Article rédigé par , le 30 janvier 2009
CORYPHEE d'un chœur où beaucoup manquent à l'appel – 96 % des enfants trisomiques dépistés sont systématiquement éliminés – , Jean-Marie Le Méné signe un texte fulgurant qui bouleverse nos consciences assoupies. Le décor nous semble bien connu : le retournement de la découverte géniale de la trisomie 21 par le professeur Jérôme Lejeune contre les enfants porteurs du chromosome surnuméraire.
Mais d'où provient le sentiment de nous trouver devant un ouvrage capital alors que nous pensions déjà connaître les tenants et les aboutissants du drame qui se joue devant nous, au moins dans ses grandes lignes ?
C'est que l'auteur, avec les armes de la raison, fait tomber nombre de masques grimaçants : il démonte méthodiquement les ressorts d'un système eugéniste impitoyable qui s'appuie tout à la fois sur des croyances collectives irrationnelles et une organisation technocratique imposée froidement par la puissance publique. Avec au bout la destruction sacrificielle d'un groupe d'êtres humains dont nous ne soupçonnions pas l'ampleur. La machine du dépistage généralisé, démontre l'auteur, est fondée sur le fait qu'il est plus rentable de supprimer avant la naissance des personnes handicapées plutôt que de les laisser vivre (p. 61).
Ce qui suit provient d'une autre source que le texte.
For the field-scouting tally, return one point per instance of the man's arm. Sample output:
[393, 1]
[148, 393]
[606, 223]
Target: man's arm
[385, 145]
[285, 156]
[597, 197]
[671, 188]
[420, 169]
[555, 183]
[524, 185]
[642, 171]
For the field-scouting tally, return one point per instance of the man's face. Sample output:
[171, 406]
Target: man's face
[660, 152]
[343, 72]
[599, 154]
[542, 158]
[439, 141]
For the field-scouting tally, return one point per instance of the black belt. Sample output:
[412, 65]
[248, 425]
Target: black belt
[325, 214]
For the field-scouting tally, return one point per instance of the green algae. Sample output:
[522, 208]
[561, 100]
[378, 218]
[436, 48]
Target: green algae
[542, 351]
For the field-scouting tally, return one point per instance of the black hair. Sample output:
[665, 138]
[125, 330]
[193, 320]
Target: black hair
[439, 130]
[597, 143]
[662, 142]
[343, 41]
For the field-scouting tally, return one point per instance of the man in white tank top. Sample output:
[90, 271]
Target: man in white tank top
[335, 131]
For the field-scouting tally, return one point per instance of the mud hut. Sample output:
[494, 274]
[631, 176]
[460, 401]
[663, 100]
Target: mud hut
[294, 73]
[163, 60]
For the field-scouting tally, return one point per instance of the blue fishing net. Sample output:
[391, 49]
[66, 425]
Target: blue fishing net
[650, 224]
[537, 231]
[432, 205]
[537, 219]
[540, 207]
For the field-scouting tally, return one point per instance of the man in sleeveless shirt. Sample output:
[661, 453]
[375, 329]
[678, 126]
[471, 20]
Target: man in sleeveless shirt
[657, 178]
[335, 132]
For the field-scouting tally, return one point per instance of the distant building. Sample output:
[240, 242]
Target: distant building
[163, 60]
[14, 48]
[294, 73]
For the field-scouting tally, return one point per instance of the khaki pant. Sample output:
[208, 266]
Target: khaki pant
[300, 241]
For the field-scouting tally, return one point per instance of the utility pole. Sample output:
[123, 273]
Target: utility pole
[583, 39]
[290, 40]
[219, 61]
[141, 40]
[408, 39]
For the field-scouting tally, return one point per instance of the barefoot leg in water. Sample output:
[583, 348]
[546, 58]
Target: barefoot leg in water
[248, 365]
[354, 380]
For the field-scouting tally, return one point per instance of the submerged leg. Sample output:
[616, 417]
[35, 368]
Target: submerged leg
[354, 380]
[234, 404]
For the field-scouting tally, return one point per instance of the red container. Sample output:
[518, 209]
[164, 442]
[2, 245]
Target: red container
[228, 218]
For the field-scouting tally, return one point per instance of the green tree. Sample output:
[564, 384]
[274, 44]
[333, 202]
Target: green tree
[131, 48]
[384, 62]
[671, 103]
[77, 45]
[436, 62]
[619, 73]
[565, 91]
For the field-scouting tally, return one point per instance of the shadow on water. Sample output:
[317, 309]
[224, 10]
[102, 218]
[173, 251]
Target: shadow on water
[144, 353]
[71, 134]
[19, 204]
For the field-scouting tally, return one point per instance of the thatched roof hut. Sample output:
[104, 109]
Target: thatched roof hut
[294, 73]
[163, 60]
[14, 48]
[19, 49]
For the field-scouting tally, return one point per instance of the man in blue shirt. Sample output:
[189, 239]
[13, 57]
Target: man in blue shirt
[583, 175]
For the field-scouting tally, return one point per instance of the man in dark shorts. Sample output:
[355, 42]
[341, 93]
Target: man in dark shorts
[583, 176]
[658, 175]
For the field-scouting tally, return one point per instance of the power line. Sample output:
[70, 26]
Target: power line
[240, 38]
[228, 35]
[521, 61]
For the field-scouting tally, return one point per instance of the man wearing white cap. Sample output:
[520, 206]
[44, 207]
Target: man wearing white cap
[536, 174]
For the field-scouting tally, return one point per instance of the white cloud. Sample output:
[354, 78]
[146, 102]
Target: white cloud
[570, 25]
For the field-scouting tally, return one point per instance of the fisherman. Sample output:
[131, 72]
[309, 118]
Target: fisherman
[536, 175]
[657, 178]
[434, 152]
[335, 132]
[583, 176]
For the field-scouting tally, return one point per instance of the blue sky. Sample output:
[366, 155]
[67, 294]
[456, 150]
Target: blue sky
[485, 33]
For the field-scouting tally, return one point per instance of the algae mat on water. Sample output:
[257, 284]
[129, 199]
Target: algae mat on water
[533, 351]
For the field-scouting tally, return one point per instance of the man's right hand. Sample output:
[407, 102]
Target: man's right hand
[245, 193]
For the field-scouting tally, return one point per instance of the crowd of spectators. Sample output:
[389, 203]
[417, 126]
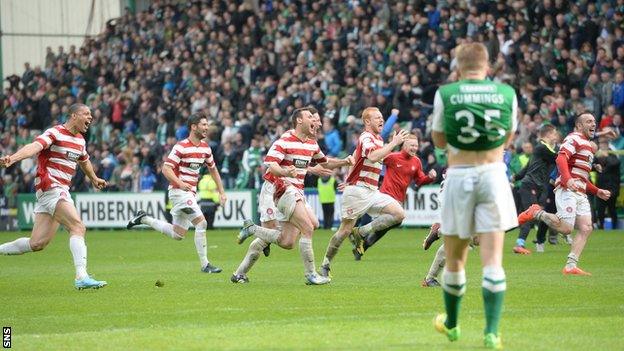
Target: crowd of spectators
[248, 64]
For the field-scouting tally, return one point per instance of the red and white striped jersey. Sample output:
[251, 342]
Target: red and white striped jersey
[57, 161]
[186, 159]
[365, 172]
[579, 154]
[289, 150]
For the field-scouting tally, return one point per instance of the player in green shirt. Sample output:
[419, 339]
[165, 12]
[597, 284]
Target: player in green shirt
[474, 119]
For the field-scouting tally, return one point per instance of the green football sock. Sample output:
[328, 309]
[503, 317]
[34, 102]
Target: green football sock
[454, 287]
[493, 288]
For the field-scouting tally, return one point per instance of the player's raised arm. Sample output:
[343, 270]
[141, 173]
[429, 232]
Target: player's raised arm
[212, 168]
[396, 140]
[320, 171]
[333, 163]
[25, 152]
[277, 170]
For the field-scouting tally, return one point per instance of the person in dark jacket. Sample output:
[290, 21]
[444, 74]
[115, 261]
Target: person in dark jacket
[608, 179]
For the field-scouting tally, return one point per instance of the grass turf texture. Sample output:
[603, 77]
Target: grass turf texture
[373, 304]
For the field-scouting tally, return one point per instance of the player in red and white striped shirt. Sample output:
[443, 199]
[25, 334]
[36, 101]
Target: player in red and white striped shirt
[182, 171]
[287, 162]
[361, 194]
[60, 148]
[574, 163]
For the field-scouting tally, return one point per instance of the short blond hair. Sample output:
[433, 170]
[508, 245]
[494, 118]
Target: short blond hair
[366, 114]
[471, 57]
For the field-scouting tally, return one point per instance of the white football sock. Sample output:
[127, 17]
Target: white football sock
[16, 247]
[79, 252]
[256, 246]
[200, 243]
[307, 254]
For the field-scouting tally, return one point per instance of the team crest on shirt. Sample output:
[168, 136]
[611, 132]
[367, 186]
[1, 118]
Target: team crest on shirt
[72, 156]
[299, 163]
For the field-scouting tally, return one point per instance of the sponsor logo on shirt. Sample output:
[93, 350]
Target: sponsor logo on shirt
[72, 156]
[299, 163]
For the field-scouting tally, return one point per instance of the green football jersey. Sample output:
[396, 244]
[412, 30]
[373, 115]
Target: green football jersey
[475, 114]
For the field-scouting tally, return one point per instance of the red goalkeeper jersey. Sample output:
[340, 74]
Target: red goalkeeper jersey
[401, 169]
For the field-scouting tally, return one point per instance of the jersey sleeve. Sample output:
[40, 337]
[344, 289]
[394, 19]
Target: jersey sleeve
[388, 160]
[276, 153]
[47, 138]
[173, 160]
[437, 120]
[209, 158]
[367, 144]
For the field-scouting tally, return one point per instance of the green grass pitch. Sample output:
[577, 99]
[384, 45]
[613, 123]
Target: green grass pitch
[375, 304]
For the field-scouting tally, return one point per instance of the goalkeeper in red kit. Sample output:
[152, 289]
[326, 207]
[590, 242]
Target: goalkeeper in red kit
[402, 168]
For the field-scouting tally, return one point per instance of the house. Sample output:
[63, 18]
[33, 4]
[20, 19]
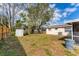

Or, cet objectif n'a de sens que parce que l'Etat fait l'hypothèse que l'avortement sera la solution individuelle et collective consciencieusement appliquée.
L'ordre établi est tellement implacable que le fait même d'en révéler les mécanismes secrets recèle une force explosive immense. Cette force, c'est celle de l'indignation morale – n'est-ce pas la vocation de la tragédie antique que de nous la faire éprouver pour nous dire quelque chose d'essentiel sur nous-mêmes ? – qui nous saisit à la lecture de La trisomie 21 est une tragédie grecque. En nous indignant du mal dont il parvient à nous faire éprouver toute la perversité, le président de la Fondation Lejeune nous rend le pouvoir de nous incliner devant la dignité intangible de tout être humain. Ce qu'il fait magistralement au fil des pages avec des considérations profondes et riches d'humanité sur l'embryon, l'homme malade ou fragile, la vocation du médecin et du scientifique, la sollicitude envers l'autre vulnérable...
Parce que l'indignation s'enracine dans la vérité et bien, elle permet une prise de distance morale qui ouvre la voie à l'engagement. Jean-Marie Le Méné, qui est aussi un homme d'action, trace dans le dernier acte de son livre des perspectives qui frappent par leur réalisme pour terrasser l'hydre monstrueuse. N'est-ce pas en définitive son Espérance et sa confiance en l'homme qui explique l'universalité et la puissance de son discours ? De l'indignation partagée ne peut fleurir qu'une envie de progrès, de réforme, et donc de dépassement (p. 116). L'auteur nous invite à faire preuve de résistance intérieure pour venir à bout du mensonge institutionnalisé et du meurtre d'Etat. Jean-Marie Le Méné en est certain : le dénouement de la tragédie de la trisomie, entre nos mains, reste à écrire [...]. Pour connaître un épilogue heureux, elle doit trouver ses héros (p. 137).